Bonus Options Designed to Mitigate Dilution
To offset dilution from the convertible notes; which will convert at a discounted price of $0.375 post-consolidation; Identitii plans to issue 92 bonus options for every 100 shares held, exercisable at 0.1 cents, along with piggyback options offering additional share rights. These options are intended to partially counterbalance dilution but do not guarantee profit or future share price benefits.
Funding to Accelerate BNDRY Growth and Global Marketing
Net proceeds from the initial $5 million commitment will support the BNDRY platform’s expansion and general working capital. Notably, $1.5 million is earmarked for Fairfax Partners Inc., a marketing and investor relations firm with global reach across six major exchanges, to amplify Identitii’s presence and attract institutional and retail investors internationally. This strategic marketing push aims to unlock commercial opportunities that have been on hold pending balance sheet strengthening.

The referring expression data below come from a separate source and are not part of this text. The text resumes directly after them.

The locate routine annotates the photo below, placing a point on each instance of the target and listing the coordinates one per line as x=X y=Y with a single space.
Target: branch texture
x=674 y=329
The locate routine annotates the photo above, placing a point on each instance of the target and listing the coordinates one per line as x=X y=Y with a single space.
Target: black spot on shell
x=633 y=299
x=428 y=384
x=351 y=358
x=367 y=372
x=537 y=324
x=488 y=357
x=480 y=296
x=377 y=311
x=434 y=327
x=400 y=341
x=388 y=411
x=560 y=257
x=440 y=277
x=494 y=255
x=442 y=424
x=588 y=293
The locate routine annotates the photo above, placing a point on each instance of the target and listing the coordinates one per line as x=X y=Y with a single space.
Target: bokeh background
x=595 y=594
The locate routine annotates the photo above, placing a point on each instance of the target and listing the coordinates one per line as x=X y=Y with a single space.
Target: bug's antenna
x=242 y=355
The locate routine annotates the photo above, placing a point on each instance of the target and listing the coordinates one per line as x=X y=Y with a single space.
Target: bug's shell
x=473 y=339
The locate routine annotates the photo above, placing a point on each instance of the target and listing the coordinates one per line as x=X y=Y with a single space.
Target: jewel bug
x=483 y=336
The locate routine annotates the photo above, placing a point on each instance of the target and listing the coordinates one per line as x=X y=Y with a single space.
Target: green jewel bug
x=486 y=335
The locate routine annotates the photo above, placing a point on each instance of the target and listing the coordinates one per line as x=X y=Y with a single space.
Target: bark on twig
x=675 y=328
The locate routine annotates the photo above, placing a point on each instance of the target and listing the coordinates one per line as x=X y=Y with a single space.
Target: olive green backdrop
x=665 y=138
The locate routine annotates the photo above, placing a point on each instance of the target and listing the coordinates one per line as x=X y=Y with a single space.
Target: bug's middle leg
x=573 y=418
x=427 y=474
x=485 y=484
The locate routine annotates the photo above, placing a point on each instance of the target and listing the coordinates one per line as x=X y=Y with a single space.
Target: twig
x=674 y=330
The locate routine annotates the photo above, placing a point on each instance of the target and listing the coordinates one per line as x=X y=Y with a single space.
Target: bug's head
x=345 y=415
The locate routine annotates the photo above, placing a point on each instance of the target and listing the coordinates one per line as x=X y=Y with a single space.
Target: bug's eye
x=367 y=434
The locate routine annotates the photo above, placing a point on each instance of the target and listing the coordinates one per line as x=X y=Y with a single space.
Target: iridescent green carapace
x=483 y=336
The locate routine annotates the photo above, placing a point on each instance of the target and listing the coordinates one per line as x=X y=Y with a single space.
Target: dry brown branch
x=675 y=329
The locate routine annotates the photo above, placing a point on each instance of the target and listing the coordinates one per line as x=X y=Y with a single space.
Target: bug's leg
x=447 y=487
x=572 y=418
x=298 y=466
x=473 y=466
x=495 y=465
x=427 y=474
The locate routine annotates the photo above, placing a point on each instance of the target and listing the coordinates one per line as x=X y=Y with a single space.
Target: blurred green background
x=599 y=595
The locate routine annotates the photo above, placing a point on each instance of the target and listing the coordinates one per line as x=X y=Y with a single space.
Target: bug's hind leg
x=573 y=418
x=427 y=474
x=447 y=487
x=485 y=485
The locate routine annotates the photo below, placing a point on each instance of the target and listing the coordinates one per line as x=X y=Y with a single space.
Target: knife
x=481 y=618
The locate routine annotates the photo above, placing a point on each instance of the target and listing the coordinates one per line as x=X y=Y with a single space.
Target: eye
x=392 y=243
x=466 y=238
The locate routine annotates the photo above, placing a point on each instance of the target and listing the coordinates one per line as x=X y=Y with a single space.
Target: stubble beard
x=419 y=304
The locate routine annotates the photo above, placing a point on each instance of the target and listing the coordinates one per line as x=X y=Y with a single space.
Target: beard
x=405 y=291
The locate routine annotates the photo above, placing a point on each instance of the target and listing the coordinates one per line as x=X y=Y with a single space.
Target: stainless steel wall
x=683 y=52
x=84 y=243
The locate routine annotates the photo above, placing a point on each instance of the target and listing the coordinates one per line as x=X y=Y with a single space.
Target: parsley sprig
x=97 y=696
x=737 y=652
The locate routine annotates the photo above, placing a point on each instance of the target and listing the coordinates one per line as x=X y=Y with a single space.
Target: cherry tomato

Funding Structure Offers Flexibility Beyond Initial Tranche
Following the initial commitment, the facility allows for up to $15 million in further funding subject to conditions and approvals, with subsequent tranches repayable in shares at set conversion prices. The company has secured an exclusive six-month period to raise funds solely from this investor, providing certainty around capital raising while limiting dilution risks associated with alternative funding options such as placements or floating-rate notes.
Bottom Line?
Identitii’s convertible note facility provides critical runway for BNDRY’s growth, but shareholders face dilution risks balanced by bonus options and a share consolidation.
Questions in the middle?
- Will shareholders approve the 200-for-1 consolidation and bonus options to enable the funding?
- How effectively will Fairfax Partners’ global marketing translate into commercial gains for BNDRY?
- What conditions must be met to access the additional $15 million tranche beyond the initial commitment?